Monday, January 3, 2011

Music and balance

For as little as I listen to music, I still find a few songs, every so often, maybe just a line, that can just epitomize a precise feeling. More often than not it's not the meaning the song intended, but still, out it comes. I won't burden this with songs and lyrics, no real need for that. But sometimes I stop and wonder. Am I making mountains of molehills? I always sorta found the power behind the emotion in a song to be more than most any case where I relate to it. And how much is me relating to the song, almost commiserating with it, and how much is me letting it drag me down further? Sometimes up, yes, we can't forget the good, but I never mind being raised higher like that. A good many things add up to that for me. Even something like this, am I doing something worthwhile putting the words out here, or am I just sorta letting whatever is going on intensify? At one point, it really was no good. But now, I think I let myself run with my ideas a bit more. But is that progress, or just running in circles?

I think the circles are being run, but they grow each revolution. Success and failure teach you what to do and not to do, correct? So in going around, you can start to see what works and doesn't. If the same point keeps coming up, maybe you're just missing an angle just outside of your view. That's what I'd hope, at least. Strange, though. Because you don't run a race you've already won. If you're still wondering, you've not gotten everything done, I'd say. So it seems that letting yourself fall deeper is how you discover what there is to the situation at hand. And knowing is how we deal with the situation. We run to escape, but that only seems to truly come when we run from it, opting to stay further down.
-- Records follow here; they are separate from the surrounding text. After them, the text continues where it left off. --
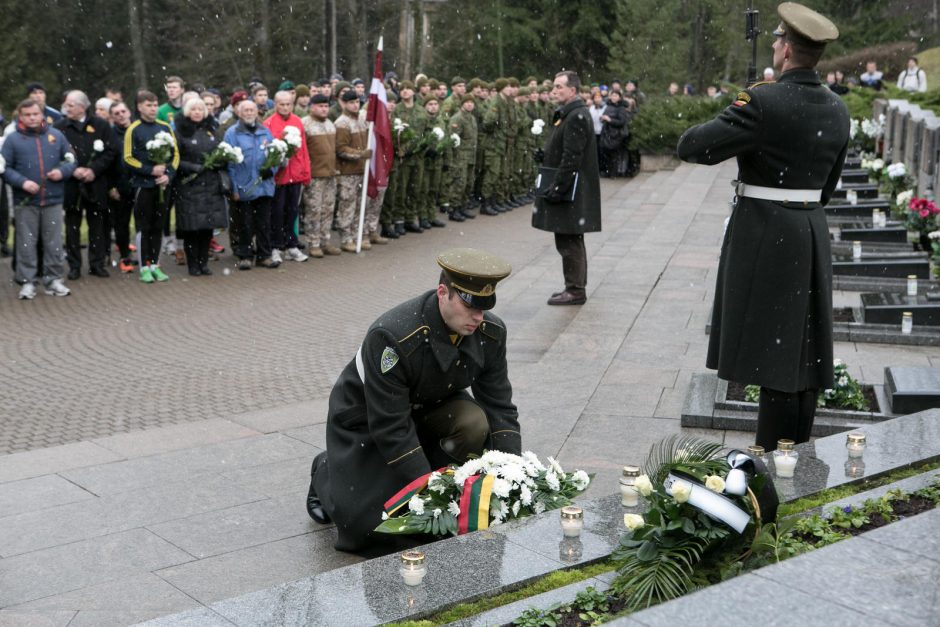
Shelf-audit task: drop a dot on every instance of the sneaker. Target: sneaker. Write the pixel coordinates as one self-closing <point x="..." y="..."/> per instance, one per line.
<point x="27" y="292"/>
<point x="294" y="254"/>
<point x="57" y="288"/>
<point x="158" y="274"/>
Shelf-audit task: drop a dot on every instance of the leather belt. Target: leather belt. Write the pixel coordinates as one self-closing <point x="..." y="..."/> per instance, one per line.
<point x="778" y="194"/>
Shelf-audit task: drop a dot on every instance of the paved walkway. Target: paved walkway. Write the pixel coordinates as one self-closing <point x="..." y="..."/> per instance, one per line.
<point x="156" y="462"/>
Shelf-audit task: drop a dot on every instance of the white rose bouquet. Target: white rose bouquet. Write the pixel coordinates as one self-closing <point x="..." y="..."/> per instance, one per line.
<point x="481" y="493"/>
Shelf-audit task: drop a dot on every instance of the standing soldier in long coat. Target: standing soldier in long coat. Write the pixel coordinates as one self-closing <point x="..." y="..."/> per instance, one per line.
<point x="401" y="408"/>
<point x="571" y="205"/>
<point x="772" y="319"/>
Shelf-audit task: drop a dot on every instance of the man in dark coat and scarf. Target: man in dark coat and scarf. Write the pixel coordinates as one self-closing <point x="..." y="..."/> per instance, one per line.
<point x="772" y="318"/>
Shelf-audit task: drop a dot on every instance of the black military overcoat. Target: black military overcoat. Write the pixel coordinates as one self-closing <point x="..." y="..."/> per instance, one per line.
<point x="772" y="318"/>
<point x="572" y="148"/>
<point x="407" y="363"/>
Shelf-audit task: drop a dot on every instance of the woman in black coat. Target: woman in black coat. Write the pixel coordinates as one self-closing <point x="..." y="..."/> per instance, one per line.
<point x="613" y="135"/>
<point x="200" y="202"/>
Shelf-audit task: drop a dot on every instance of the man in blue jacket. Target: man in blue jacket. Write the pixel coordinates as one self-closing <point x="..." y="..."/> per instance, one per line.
<point x="253" y="188"/>
<point x="38" y="161"/>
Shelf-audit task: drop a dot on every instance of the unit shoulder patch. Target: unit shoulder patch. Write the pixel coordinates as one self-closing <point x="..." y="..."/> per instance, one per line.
<point x="389" y="359"/>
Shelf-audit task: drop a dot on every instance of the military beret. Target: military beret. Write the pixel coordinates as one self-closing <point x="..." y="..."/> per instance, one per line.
<point x="804" y="25"/>
<point x="473" y="274"/>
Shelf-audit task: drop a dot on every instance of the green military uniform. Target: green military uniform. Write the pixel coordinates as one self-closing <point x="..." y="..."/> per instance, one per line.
<point x="400" y="408"/>
<point x="772" y="317"/>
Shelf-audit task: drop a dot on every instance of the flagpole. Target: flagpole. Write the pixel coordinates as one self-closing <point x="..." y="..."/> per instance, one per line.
<point x="365" y="192"/>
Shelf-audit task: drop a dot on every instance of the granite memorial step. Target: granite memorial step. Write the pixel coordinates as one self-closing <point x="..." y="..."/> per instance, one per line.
<point x="862" y="191"/>
<point x="888" y="308"/>
<point x="863" y="231"/>
<point x="840" y="208"/>
<point x="911" y="389"/>
<point x="854" y="175"/>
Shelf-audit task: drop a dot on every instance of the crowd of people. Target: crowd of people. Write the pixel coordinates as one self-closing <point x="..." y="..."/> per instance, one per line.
<point x="462" y="149"/>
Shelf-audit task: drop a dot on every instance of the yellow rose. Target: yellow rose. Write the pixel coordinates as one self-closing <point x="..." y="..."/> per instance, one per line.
<point x="715" y="483"/>
<point x="681" y="492"/>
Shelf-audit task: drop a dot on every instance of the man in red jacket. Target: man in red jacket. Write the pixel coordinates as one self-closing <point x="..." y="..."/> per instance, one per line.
<point x="289" y="182"/>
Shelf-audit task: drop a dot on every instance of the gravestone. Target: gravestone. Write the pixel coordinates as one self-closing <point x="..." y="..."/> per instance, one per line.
<point x="897" y="265"/>
<point x="912" y="389"/>
<point x="887" y="308"/>
<point x="862" y="231"/>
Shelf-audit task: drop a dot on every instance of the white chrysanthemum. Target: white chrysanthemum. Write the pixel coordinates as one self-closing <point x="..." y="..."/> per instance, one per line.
<point x="552" y="480"/>
<point x="580" y="479"/>
<point x="416" y="505"/>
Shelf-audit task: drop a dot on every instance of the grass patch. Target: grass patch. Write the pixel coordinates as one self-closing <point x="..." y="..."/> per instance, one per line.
<point x="557" y="579"/>
<point x="834" y="494"/>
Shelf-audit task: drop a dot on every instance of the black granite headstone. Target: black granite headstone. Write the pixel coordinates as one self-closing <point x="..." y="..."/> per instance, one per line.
<point x="887" y="309"/>
<point x="883" y="265"/>
<point x="911" y="389"/>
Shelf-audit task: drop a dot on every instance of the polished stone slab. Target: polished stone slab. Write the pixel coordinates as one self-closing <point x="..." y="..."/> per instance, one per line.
<point x="461" y="569"/>
<point x="892" y="444"/>
<point x="912" y="389"/>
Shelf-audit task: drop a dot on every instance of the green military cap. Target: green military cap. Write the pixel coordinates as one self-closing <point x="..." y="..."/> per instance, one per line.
<point x="473" y="274"/>
<point x="803" y="25"/>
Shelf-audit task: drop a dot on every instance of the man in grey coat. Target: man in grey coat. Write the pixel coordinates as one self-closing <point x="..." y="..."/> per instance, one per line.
<point x="568" y="198"/>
But that makes almost no sense as well. If we never reach for escape, we can come close but never enact it. Reaching for despair will never end it, despite allowing understanding. Longing for pain, or conflict, or any number of unpleasant things lets you know them on a deeper level, I suppose, but it does nothing to remove it. And this all assumes your knowledge is right in the first place. Doesn't it make more sense to strive to avoid that, then? But avoiding pain means never knowing what you're avoiding, leading to the whole problem all over again. A catch-22. Balance, like in so many things, seems to be the only good option. But that's pretty hard to get right too. So really, the only way to get it right is to stumble into it. Much as I hate to admit it, I'm not bad at stumbling into something good. Don't know if I can see how to do it on purpose, but there ought to be a way. If there isn't, this isn't particularly useful, is it? And I'd prefer to believe this is worth something, so I'll keep trying to figure it out.